Early User Success Prediction & Intelligent Onboarding Engine
Last Updated 3 days agoAbout
Most platforms discover their best users too late.
This project builds an early behavioral intelligence engine that predicts high-value users within their first 3 days of activity — before churn happens and before monetization decisions are obvious.
Starting from 400K+ raw event logs, we engineered user-level behavioral features across:
Engagement intensity
Execution behavior (block runs, production signals)
AI agent interaction
Canvas & file operations
Credit consumption patterns
We uncovered a critical pattern:
Only 2.57% of users ever become monetized — but those users show measurable behavioral signals almost immediately.
Using clustering, we identified two clear populations:
98% low-engagement exploratory users
1% highly committed users who convert at 100%
We then trained a RandomForest model on only the first 3 days of user activity and achieved:
99.4% accuracy
100% precision on high-value users
77.8% recall
AUC: 0.889
Just three early signals — total_events, credits_used, and active_days — explain over 93% of predictive power.
But prediction alone isn’t enough.
So this system operationalizes insight into action:
Real-time API scoring for new users
Risk classification (Low / Medium / High Potential)

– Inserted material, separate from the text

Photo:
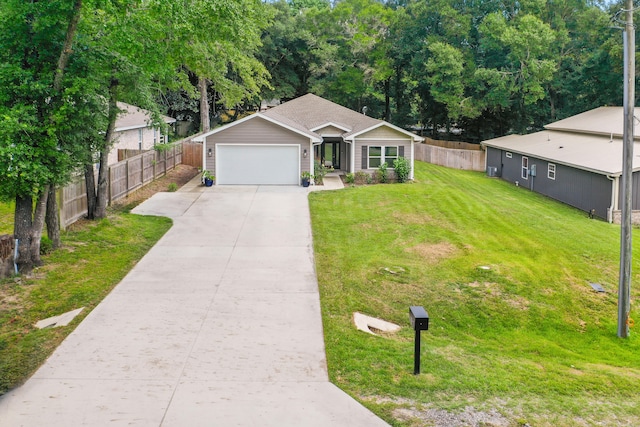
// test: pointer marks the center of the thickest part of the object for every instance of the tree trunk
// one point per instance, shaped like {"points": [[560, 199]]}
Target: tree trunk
{"points": [[52, 218], [38, 226], [103, 182], [205, 121], [63, 59], [387, 100], [90, 184], [23, 223], [28, 226]]}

Automated onboarding nudges
AI feature trial prompts in first 24 hours
Premium exposure for high-probability users
Production monitoring dashboard with drift detection
This transforms passive analytics into a live decision engine that drives:
Early activation
Intelligent retention
Revenue acceleration
Targeted monetization
The result is not just a model — it’s a deployable product intelligence layer built entirely inside Zerve.
This project demonstrates how behavioral data can move from raw events to real-time strategic intervention in a single integrated pipeline.